CNNMoney says these religious schools closed because there are less religious young people to recruit — and other religious schools are scrambling to broaden their appeal by dropping "Bible" from their Bible College name or by dropping tuition rates.

One Bible study school in Georgia, Brewton-Parker College, cut its tuition by 22 percent per year for the current school year to attract more students.

"Brewton-Parker, like many other Christian-affiliated schools, is private, and we have to have new students coming in," college president Mike Simoneaux told CNN Money. "We recognize that in order to stay competitive we had to find ways to lower our tuition and not our quality."

It's not just Brewton-Parker.

Duquesne University, a Catholic university in Pennsylvania is slashing tuition by half. Seton Hall University, a New Jersey Catholic school, is giving a 61 percent tuition reduction for some students. A Jewish rabbinical school in New York, Beis Medrash Heichal Dovid, cut tuition by 20 percent.

It is like Black Friday for religious schools — except without the long lines and pepper spray.
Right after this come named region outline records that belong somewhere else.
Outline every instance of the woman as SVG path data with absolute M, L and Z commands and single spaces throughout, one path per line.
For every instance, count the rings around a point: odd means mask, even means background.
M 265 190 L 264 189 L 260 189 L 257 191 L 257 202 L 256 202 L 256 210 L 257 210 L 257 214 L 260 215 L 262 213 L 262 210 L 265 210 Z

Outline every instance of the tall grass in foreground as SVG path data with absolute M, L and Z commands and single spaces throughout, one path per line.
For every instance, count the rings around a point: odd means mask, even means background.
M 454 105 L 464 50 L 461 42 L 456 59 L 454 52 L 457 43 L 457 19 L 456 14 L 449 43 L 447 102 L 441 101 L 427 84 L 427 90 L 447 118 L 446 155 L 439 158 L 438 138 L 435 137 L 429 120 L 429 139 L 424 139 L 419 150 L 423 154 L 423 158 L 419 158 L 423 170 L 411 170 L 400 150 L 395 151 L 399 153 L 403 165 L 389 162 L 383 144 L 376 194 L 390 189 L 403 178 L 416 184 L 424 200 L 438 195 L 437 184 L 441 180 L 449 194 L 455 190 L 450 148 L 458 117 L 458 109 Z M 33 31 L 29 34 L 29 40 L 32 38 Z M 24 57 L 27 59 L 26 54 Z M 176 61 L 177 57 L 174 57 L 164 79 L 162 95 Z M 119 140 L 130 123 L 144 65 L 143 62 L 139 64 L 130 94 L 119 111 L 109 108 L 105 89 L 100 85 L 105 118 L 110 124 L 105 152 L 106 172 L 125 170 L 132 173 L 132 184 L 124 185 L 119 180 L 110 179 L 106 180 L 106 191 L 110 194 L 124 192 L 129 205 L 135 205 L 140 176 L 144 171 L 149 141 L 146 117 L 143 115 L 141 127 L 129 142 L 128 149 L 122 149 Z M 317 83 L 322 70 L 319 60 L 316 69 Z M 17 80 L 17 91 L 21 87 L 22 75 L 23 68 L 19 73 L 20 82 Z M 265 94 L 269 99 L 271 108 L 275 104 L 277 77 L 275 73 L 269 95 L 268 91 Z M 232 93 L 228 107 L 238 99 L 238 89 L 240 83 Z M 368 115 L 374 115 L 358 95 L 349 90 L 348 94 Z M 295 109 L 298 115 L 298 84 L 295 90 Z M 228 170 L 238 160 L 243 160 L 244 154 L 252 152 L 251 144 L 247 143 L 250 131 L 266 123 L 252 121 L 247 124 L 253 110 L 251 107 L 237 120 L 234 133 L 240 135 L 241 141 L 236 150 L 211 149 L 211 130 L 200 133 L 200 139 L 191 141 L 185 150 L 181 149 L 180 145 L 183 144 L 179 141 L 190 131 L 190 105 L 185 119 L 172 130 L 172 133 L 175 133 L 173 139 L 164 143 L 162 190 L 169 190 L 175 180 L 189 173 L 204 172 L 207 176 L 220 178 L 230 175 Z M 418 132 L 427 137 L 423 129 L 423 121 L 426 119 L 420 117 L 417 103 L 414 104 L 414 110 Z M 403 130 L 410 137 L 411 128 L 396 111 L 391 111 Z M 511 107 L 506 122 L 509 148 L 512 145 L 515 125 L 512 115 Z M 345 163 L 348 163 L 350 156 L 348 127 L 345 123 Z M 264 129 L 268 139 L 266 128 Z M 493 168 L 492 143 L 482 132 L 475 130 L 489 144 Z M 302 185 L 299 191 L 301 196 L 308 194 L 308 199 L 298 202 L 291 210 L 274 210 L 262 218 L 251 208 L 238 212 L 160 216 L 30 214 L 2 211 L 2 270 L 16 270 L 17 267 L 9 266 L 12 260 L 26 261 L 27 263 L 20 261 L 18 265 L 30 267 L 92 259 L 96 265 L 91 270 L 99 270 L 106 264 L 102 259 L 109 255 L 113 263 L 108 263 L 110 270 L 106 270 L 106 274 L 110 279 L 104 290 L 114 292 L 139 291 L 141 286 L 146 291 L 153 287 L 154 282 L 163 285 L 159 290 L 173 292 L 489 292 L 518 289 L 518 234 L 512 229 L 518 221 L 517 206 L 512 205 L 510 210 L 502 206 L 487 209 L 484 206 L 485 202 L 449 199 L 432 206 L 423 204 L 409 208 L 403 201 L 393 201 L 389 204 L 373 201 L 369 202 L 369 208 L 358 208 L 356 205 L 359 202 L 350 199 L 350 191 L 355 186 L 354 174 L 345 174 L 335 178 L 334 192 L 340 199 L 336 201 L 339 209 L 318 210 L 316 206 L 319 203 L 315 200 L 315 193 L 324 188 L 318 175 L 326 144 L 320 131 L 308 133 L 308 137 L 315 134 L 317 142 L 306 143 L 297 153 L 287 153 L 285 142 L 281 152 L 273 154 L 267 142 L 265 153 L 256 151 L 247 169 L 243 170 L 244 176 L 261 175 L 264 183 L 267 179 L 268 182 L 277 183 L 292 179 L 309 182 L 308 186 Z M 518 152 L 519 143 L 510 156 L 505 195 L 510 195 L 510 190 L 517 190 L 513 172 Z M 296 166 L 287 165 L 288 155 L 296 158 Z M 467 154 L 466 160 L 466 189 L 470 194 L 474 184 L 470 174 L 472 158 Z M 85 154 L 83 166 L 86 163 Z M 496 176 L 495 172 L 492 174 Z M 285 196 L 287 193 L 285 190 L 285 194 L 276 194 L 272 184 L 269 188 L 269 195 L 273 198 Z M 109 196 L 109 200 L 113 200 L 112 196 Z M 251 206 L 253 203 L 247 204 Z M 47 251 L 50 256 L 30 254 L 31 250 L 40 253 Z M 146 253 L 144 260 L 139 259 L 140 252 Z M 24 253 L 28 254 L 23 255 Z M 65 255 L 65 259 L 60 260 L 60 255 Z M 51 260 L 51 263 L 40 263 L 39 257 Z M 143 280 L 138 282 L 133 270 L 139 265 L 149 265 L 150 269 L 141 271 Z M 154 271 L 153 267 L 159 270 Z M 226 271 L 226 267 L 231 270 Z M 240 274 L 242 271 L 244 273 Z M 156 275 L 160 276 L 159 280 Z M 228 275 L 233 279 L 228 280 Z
CNNMoney quoted various studies showing fewer young Americans claiming an affiliation with any particular denomination. Less religious youth means fewer prospects. "It used to be … you had enough students to attend purely because of religion," John Nelson, a managing director at Moody's, told CNNMoney. "But when they're suffering a decline in students because a religion is stagnating or declining, they have to do something drastic to attract students."

But not every college is hurting enough to slash tuition, yet.

The Star Telegram reported Texas Christian University is raising tuition 6.5 percent — bringing on Occupy Wall Street-type protests from students. "Over the past five years, TCU's tuition has increased a total of 43.5 percent — from about $22,980 in 2006 to $32,400 in 2011, according to university officials and news archives. For the fall and spring semesters of this school year, a student's total estimated cost is about $43,800, including room, board, books and supplies."

The LDS Church-sponsored BYU has also seen tuition rise steadily over the years. A table showing tuition since 1960 shows the costs rising steadily from $130 for both LDS and non-LDS students back then to $2,355 for LDS and $4,710 for non-LDS for the 2012-13 school year. Tuition has held steady some years, but BYU has never cut it. The university is regularly lauded for being a top value because its tuition is low compared to many other private colleges and universities.

CNNMoney also looked at state colleges and universities and found the top five biggest tuition raises were in California (21 percent hike), Arizona (17 percent hike), Georgia (16 percent hike), Washington (16 percent hike) and Nevada (14 percent hike).

With prices going up all around, it is no wonder CNNMoney titled the article on religious tuition: "Want cheaper tuition? Find religion."